The rules are a little vague on the extent to which a Watcher character builds a dice pool before doing this. This is a little important. For instance: say I have a minor villain with a lot of traits at D6 and D8, but no D10s. But, this minor villain also has the Focus SFX. The way I played this last night was that, when grandstanding or doing a support action, of course such a minor villain can create a D10 effect die. Because the villain has Focus, darnit!
So I'm building at least an implicit dice pool for a Watcher character who's just applying an effect die directly. Here's the potential exploit:
If I'm "really" building a dice pool for a Watcher character whenever I'm applying an effect die directly, then I'm including a distinction in the dice pool.
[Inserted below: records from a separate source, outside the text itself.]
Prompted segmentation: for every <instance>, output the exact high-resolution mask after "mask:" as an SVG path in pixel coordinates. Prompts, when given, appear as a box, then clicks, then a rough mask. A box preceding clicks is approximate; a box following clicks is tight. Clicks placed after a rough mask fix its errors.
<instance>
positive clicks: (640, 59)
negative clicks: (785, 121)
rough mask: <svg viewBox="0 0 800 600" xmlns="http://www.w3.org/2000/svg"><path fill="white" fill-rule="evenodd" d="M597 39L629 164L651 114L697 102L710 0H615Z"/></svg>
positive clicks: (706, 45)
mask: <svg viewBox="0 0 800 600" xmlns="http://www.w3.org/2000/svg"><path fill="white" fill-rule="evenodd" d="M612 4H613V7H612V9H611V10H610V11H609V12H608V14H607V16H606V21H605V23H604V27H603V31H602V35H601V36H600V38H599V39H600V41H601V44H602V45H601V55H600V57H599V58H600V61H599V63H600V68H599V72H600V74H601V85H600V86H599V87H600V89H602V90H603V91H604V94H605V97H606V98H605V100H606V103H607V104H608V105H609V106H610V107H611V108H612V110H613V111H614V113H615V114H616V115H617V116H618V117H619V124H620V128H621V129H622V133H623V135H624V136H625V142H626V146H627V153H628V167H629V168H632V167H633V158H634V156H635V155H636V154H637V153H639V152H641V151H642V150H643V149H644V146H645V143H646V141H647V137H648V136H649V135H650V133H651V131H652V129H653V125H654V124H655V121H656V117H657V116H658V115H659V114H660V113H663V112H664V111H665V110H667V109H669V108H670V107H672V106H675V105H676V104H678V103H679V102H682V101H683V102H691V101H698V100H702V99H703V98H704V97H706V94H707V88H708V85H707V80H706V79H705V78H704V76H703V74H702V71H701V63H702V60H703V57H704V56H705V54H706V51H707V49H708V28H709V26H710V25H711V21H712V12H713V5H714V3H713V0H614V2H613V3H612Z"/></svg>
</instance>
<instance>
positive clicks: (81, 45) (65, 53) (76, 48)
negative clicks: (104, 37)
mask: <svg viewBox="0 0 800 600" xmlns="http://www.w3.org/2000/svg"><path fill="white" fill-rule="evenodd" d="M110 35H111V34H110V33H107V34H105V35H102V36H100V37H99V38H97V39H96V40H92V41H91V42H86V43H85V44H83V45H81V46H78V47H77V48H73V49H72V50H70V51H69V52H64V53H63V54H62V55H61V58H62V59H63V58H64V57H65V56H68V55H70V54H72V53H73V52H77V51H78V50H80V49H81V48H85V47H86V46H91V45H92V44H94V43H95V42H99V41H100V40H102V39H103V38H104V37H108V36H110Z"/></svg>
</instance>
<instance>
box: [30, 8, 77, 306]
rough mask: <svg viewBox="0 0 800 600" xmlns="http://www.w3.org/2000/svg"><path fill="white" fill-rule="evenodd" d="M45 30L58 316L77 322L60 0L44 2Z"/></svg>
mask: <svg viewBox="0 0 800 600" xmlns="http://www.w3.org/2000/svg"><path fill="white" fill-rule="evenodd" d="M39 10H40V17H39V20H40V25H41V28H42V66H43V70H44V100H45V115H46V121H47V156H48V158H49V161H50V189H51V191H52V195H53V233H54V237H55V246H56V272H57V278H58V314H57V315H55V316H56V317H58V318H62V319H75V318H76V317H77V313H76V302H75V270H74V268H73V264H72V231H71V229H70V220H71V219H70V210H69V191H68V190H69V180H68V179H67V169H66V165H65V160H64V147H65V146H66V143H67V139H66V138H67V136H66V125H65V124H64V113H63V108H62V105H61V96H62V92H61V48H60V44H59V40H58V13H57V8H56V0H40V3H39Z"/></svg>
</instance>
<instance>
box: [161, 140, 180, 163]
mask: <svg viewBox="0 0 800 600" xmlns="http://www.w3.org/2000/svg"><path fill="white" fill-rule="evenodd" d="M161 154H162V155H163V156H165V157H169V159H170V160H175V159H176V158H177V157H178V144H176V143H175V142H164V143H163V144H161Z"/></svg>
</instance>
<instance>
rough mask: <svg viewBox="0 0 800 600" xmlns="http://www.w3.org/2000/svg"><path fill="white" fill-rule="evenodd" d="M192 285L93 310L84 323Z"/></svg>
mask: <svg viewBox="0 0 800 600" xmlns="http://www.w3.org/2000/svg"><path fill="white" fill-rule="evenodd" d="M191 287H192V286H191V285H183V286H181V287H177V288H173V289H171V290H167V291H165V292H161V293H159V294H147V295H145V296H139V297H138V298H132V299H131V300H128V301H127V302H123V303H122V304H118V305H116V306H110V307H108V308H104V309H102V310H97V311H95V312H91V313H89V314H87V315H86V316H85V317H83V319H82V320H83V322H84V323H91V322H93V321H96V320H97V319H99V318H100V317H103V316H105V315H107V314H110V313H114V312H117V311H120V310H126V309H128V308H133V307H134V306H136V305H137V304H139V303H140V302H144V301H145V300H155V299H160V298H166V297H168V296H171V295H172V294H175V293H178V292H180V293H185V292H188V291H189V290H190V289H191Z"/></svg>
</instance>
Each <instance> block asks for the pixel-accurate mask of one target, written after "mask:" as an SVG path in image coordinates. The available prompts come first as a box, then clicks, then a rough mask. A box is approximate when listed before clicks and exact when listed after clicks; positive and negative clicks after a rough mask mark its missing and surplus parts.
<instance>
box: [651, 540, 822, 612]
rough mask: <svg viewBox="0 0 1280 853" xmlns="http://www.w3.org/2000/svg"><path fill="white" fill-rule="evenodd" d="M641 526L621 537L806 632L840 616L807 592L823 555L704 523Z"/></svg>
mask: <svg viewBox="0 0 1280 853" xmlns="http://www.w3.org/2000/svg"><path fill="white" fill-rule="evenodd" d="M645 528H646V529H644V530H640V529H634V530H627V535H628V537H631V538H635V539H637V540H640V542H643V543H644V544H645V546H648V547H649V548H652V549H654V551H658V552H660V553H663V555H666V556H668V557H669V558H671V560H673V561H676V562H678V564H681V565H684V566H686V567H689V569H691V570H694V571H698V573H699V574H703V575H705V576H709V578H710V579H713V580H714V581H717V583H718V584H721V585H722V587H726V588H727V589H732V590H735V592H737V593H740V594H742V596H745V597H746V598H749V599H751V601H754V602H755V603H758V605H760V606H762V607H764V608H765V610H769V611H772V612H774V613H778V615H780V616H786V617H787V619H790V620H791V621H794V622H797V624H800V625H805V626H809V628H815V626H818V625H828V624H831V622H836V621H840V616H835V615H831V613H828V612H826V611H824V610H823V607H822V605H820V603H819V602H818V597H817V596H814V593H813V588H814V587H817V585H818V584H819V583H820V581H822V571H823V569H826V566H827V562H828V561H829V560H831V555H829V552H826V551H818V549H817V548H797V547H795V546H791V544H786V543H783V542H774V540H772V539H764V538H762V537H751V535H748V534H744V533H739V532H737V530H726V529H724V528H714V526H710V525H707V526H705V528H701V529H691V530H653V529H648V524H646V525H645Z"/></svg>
And theoretically I could include a D4 distinction in that die pool. Which would, on one interpretation, itself earn a doom die/step.
So if I were grandstanding*, I could theoretically apply my villain's effect die to the doom pool, and also toss in an extra D6 doom die I earned from "using" my D4 distinction. If the villain were doing a support action for another villain, I could also add a free D6 doom die to the pool from "using" my D4 distinction.
Some of you people are now thinking that this is the best idea ever.
1. The rules are silent on this, and it's obviously a pretty big deal if true, so they woulda/shoulda said something if this were how it works.
2. The reason D4s earn you PPs/doom dice is they're more likely to generate opportunities than D8s are. If you don't roll your dice, you're not incurring any opportunity risk at all, and therefore aren't earning the doom die. Therefore you don't get it.
This reasoning strikes me as ironclad, but also similar to the objections to the other horrible idea people really liked recently.
So I guess my request for official clarification from the Powers That Be is, to what extent, when applying a Watcher character's effect die from a non-rolled action, should we consider the Watcher character to have built a dice pool?
Jim
* Leave aside objections that sometimes The Narrative means a hero totally can react to a villain's attempt to grandstanding. The book explicitly makes it clear that at least sometimes, Watcher characters will act without opposition. Those are the cases I'm considering here.